Als erforderliche Lohnunterlagen gelten neben dem Arbeitsvertrag oder Dienstzettel,
Lohnzettel, Lohnzahlungsnachweise oder Banküberweisungsbelege, Lohnaufzeichnungen, Arbeitszeitaufzeichnungen und Unterlagen, die die Lohneinstufung betreffen.
Jedoch sind die Aufzeichnungspflichten des Arbeitnehmers zum 01.01.2015 vereinfacht worden. Der entsendete Arbeitnehmer muss:
-
-
Bei fixen Arbeitszeiten nur noch die Abweichungen davon festhalten
Bei Mitarbeitern, die Arbeitszeit und –ort weitgehend selbst bestimmen können, reicht es aus, die Dauer der Arbeitszeit aufzuzeichnen (z.B. Montag: acht
Stunden)
Ruhepausen können auch durch Einzelvereinbarungen des Arbeitgebers mit
dem Arbeitnehmer vereinbart werden und dürfen auch länger als 30 Minuten
sein. (bis 31.12.2014 durften die Ruhepausen 30 Minuten nicht überschreiten)

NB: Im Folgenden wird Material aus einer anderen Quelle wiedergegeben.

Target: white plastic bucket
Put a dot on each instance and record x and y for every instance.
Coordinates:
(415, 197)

4. Nachweis der Befähigung / reglementierte Gewerbe in Österreich
Die österreichische Gewerbeordnung kennt einerseits Tätigkeiten, für die Unternehmer einen Befähigungsnachweis erbringen müssen, und andererseits solche, für
deren Ausübung kein Befähigungsnachweis erforderlich ist. Befähigungsnachweispflichtige Gewerbe werden reglementierte Gewerbe genannt. Die Tätigkeiten, für deren Ausübung kein Befähigungsnachweis erforderlich ist, bezeichnet man als freie
Gewerbe.
Liste der reglementierten Gewerbe:
http://www.wien.gv.at/wirtschaft/gewerbe/gewerbeverfahren/reglementiert.html
Bei reglementiertem Gewerbe ist eine Anzeige über die Erbringung grenzüberschreitender Dienstleistungen beim Bundesministerium für Wirtschaft, Familie und Jugend
erforderlich. Diese Anzeige ist einmal jährlich zu erneuern, wenn das Unternehmen
beabsichtigt, während des betreffenden Jahres in Österreich Dienstleistungen zu
erbringen. Die jährliche Erneuerung der Anzeige wird in das Dienstleisterregister eingetragen.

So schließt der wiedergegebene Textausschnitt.